Une vingtaine de kilomètres plus tard, aux alentours de Cilaos, Diego Pazos a réussi à rejoindre le top 10. Il n’est plus qu’à quinze minutes du troisième. Mais en haut du col du Maïdo, son corps le lâche: «Je titubais, j’avançais sur courant alternatif.» Encore 50 km à parcourir. Le début d’un long chemin de croix jusqu’à l’arrivée.

Merci, mais non merci

Samedi, vers 3h du matin, il en termine. En 28 heures et 58 minutes, Diego Pazos a quand même terminé 18e. Ou 19e. Il ne sait pas exactement, il n’a pas vérifié, il s’en fiche. «Je suis évidemment déçu.

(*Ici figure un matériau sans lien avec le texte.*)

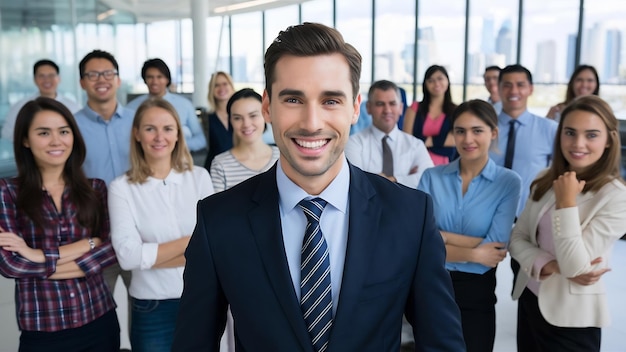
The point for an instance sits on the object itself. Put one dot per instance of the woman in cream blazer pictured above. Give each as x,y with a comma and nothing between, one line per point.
564,237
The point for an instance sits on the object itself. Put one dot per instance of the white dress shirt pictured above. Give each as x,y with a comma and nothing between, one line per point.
333,222
143,215
364,150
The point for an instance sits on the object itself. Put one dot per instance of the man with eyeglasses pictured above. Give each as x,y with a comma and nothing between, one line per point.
47,79
106,127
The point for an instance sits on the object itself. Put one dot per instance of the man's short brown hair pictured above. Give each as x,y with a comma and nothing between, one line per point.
311,39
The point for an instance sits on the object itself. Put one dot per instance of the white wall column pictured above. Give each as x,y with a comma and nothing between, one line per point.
199,14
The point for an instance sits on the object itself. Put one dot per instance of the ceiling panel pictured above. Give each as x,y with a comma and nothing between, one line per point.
45,13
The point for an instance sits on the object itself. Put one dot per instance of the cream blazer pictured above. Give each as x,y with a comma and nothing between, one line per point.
580,234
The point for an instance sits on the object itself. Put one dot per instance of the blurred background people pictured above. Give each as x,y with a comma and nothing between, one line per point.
474,204
54,237
491,83
158,78
221,88
584,81
153,213
564,237
250,155
383,148
430,119
47,78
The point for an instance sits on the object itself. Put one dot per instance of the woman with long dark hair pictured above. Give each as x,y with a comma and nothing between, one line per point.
584,81
430,120
474,204
565,235
54,238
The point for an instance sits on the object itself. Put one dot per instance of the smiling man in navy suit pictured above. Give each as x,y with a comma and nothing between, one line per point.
376,251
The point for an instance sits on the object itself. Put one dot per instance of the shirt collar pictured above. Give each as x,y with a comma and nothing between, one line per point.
523,119
378,134
174,177
336,194
488,172
94,116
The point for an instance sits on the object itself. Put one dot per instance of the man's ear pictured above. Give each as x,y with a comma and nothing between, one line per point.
265,107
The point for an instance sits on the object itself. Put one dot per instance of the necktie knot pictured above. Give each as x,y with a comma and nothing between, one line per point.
315,284
387,157
312,208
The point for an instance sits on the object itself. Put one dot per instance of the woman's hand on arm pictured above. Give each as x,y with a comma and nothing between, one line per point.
459,240
70,252
169,253
566,187
69,270
14,243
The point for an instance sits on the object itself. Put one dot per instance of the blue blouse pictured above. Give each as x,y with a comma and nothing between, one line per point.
487,209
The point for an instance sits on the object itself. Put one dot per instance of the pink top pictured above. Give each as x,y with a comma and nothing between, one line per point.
432,127
546,243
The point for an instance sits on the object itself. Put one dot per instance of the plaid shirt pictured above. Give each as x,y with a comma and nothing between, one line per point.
43,304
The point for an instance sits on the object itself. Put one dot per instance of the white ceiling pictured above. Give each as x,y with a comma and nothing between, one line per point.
46,13
155,10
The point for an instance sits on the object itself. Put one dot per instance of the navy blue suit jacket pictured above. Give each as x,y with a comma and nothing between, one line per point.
394,264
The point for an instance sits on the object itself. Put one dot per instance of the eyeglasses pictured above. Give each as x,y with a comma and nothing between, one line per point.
45,77
95,75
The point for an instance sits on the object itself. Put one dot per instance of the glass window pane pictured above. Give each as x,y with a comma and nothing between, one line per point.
354,21
603,47
277,20
492,40
247,48
393,54
319,11
441,41
218,46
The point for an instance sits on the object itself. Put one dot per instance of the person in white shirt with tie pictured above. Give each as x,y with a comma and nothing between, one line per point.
400,157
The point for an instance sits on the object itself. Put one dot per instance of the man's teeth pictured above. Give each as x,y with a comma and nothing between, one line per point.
311,144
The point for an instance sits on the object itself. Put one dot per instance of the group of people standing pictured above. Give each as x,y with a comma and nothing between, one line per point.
549,193
65,239
501,178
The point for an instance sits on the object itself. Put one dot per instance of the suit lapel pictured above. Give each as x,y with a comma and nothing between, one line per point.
364,215
266,227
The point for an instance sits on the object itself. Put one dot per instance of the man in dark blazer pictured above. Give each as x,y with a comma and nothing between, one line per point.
386,255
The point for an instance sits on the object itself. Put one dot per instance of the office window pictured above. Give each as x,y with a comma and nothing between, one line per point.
218,46
354,21
492,40
603,46
394,41
319,11
277,20
441,41
247,60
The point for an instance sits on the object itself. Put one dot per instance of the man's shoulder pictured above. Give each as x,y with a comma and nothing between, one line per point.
235,198
387,191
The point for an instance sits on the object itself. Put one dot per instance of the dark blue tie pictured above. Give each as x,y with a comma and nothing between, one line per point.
315,290
510,146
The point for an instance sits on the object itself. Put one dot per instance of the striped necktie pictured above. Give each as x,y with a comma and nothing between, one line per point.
316,298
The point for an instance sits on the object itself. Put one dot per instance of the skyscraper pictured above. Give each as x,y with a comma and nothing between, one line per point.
504,42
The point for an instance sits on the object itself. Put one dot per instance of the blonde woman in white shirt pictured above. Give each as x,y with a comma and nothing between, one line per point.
250,155
153,213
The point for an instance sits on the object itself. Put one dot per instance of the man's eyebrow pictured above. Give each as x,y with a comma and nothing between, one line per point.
295,92
326,93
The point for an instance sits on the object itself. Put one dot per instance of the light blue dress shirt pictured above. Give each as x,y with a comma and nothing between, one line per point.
334,225
486,210
194,135
108,142
534,143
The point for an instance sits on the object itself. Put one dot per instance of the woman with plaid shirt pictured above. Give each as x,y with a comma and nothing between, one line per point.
54,237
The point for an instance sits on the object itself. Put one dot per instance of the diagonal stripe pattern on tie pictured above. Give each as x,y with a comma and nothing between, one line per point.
315,290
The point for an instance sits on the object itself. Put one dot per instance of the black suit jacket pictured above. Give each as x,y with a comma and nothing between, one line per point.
394,264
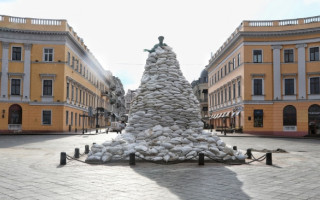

Ce n’est qu’une course, mais ce n’est pas facile à vivre.» En colère contre l’organisation? «Je ne sais pas… Au Montreux Trail [dont il est l’un des organisateurs, ndlr], nous avions aussi été victimes de petits malins qui avaient changé le balisage, ça peut arriver.»

Dimanche soir, ni lui ni les autres coureurs n’avaient encore eu droit à une vraie explication. C’est ce qui semble davantage agacer Diego Pazos que l’incident lui-même. Mauvais balisage, débalisage, balisage malveillant… «Ils ont changé de version plusieurs fois.»

Le patron de la course a en tout cas d’ores et déjà officiellement proposé de réinviter et de défrayer les malheureux, pour la prochaine édition, en 2020. A priori, Diego Pazos n’en sera pas. De l’amertume? «J’ai d’autres objectifs en tête.»